過去2年間など、一定の期間を区切って聞くことなどが考えられますが、口頭では聞きづらいことでもあると思いますので、「健康調査表」などを作成して、面接時に記入してもらうことも有効です。
なお、ご参考まで弊社で使用している「面接時確認シート」を掲載します。今回のテーマではございませんが、弊社では採用応募者の方にはこのシートで、健康状態だけではなく、育児・介護、転勤・職種変更等の事項についても申告していただいています。

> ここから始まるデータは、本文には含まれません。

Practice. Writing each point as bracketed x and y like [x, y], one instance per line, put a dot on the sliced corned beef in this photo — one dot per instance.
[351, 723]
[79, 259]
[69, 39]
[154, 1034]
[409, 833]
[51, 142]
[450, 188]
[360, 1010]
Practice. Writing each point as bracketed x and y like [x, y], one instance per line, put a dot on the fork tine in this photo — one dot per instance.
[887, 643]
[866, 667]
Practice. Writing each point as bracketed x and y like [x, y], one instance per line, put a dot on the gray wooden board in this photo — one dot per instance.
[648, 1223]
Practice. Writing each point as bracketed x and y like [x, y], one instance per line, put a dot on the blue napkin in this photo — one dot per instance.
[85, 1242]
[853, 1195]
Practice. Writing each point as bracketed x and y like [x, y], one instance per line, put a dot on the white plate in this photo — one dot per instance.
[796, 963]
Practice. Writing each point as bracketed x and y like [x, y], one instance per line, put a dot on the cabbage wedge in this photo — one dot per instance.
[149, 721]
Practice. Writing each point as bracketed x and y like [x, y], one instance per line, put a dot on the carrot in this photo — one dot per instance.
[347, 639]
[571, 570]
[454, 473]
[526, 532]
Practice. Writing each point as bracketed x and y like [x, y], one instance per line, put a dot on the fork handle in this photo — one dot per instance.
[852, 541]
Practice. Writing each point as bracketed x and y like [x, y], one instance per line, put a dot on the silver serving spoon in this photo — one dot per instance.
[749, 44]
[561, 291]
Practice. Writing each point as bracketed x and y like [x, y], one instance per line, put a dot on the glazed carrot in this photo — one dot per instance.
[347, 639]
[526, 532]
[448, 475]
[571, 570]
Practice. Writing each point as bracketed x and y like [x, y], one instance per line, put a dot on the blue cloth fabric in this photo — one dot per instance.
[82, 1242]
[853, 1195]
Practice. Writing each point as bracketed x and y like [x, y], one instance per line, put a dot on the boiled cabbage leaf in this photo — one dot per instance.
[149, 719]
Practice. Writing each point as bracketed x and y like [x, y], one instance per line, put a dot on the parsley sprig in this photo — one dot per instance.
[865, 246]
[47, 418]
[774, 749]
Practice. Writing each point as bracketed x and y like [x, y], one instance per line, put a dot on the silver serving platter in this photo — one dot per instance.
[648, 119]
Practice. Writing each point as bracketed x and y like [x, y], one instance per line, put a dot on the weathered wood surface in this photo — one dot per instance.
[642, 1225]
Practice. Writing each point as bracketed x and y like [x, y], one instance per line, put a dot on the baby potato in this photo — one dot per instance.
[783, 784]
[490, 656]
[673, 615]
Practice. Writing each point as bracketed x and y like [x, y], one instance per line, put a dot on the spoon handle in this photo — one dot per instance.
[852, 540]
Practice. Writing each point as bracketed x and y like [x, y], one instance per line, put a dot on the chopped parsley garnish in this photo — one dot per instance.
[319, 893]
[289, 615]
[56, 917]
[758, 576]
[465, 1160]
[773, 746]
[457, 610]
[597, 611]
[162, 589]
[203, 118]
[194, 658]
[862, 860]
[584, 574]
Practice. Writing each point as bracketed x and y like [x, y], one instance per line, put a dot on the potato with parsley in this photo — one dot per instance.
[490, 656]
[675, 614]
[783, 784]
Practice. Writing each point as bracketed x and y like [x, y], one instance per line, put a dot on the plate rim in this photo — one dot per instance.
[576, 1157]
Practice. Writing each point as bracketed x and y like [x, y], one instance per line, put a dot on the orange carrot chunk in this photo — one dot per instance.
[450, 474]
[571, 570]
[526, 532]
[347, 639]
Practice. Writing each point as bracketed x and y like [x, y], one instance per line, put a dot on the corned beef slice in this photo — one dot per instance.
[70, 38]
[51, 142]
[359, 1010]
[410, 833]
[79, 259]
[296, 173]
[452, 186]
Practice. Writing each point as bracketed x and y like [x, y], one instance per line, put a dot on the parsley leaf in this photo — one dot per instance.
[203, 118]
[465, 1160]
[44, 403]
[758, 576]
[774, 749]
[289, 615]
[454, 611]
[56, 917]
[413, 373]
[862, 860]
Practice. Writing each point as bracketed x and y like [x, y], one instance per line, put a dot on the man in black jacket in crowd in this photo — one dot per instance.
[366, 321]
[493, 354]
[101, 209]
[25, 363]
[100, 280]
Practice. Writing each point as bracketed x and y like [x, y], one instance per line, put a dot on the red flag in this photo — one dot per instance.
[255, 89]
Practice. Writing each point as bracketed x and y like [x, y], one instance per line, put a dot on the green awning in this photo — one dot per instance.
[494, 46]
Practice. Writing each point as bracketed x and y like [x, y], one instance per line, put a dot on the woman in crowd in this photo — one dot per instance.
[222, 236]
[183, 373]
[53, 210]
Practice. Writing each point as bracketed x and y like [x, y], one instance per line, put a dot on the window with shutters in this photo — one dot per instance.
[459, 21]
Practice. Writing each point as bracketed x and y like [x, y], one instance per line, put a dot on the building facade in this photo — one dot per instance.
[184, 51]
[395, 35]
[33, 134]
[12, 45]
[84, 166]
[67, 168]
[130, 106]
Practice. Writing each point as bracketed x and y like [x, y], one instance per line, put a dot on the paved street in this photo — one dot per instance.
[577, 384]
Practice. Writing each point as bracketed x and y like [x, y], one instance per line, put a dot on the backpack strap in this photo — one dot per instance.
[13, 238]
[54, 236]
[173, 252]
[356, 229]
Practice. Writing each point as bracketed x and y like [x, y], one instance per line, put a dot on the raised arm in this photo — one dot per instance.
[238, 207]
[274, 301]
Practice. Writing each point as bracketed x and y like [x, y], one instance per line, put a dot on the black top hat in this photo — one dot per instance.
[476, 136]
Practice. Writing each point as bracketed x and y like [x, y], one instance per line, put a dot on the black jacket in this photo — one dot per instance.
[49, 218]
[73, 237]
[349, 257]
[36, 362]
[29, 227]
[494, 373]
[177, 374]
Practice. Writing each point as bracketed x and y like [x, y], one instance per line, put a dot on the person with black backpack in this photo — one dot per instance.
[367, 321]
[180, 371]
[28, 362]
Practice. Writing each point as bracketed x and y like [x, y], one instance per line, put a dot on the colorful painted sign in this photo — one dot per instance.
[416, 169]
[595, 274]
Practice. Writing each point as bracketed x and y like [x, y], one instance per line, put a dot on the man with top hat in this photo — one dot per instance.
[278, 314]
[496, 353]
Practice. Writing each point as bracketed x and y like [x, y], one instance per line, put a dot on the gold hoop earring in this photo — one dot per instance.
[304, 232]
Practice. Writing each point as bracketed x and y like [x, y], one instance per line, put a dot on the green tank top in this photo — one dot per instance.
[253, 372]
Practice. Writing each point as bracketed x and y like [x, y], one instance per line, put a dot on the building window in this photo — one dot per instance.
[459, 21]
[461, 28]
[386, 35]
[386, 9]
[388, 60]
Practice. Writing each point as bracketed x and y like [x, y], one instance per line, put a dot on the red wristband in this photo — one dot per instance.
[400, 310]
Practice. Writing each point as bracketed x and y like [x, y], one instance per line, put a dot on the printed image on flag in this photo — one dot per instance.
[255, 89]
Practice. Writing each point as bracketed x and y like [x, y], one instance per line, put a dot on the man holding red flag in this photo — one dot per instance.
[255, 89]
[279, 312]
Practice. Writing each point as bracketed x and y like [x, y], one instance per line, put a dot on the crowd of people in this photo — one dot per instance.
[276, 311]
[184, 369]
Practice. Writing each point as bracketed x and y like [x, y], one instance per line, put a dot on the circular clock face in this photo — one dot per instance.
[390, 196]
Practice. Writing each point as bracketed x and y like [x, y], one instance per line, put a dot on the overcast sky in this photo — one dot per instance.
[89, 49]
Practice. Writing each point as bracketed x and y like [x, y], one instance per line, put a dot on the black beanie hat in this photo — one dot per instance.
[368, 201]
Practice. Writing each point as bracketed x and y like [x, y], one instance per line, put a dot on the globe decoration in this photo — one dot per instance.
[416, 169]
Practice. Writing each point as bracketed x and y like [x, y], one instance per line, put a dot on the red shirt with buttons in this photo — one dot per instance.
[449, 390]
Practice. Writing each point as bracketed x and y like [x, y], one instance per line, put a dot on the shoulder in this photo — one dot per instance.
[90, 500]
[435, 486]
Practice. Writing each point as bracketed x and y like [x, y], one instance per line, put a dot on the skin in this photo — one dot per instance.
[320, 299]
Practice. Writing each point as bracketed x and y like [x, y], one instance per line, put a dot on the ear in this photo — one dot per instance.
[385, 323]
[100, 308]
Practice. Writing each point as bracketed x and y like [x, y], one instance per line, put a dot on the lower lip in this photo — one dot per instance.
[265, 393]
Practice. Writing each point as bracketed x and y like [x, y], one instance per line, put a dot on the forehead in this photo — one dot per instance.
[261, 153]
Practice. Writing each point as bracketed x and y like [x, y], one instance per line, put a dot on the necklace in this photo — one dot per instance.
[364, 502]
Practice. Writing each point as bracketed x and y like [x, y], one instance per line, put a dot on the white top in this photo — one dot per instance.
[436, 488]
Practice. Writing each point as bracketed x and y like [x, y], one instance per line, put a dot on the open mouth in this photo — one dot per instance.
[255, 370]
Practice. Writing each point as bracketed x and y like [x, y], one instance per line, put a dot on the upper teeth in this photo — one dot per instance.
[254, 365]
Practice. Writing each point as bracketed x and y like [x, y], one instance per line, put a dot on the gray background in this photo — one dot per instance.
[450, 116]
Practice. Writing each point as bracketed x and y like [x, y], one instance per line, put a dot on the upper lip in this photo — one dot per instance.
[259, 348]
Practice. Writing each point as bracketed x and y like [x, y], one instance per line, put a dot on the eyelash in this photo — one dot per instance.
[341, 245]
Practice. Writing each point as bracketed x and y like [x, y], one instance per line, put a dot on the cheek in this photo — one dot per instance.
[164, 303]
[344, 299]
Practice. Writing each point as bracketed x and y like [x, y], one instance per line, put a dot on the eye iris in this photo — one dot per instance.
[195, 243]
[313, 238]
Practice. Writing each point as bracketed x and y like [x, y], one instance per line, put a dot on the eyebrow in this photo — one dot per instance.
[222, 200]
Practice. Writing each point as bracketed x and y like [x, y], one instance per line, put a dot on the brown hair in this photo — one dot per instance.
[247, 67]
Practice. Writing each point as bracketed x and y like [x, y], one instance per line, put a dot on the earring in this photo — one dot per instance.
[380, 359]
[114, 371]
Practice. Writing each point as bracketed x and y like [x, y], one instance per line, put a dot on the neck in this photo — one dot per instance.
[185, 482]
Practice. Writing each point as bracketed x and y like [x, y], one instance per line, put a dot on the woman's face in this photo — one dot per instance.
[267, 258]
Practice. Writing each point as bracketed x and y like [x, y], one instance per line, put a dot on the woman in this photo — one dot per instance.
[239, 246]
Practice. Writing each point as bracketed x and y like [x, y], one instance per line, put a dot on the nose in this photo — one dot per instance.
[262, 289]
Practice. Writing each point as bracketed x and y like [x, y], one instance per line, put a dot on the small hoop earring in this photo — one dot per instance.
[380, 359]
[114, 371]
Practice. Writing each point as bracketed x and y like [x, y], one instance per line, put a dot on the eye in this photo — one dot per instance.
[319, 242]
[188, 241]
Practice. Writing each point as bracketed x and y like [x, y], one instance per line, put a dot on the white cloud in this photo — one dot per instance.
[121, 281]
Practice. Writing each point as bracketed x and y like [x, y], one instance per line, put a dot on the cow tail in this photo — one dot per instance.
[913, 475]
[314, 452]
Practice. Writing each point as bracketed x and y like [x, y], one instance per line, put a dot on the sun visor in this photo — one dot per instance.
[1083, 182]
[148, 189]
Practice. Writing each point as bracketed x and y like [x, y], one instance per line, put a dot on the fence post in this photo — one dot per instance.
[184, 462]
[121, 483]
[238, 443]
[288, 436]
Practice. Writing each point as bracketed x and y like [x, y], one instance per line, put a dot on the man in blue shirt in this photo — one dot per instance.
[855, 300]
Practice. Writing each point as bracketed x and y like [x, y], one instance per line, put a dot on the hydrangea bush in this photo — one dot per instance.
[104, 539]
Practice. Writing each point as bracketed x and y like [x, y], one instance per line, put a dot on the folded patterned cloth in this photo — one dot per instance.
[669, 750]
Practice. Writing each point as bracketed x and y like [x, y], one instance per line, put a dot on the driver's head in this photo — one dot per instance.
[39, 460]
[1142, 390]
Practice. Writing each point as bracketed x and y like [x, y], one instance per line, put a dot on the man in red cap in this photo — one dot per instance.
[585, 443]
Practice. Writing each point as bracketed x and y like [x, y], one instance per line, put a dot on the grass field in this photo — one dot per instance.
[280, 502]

※「面接時確認シート」のデータをご希望の方は、担当者あてご一報下さい。
ただし「雇用管理に関する個人情報の適正な取扱いを確保するたに事業者が講ずべき措置に関する指針」における記述には留意が必要です。ここには雇用管理を行なうにあたって、「HIV」「B型・C型肝炎」等の感染情報については、業務上の特別な必要がない限り取得するべきではないとされています。
また、色覚異常等の遺伝情報においても、就業上の配慮を行なうべき特段の事情がない限り、一律に取得するべきではないとされています。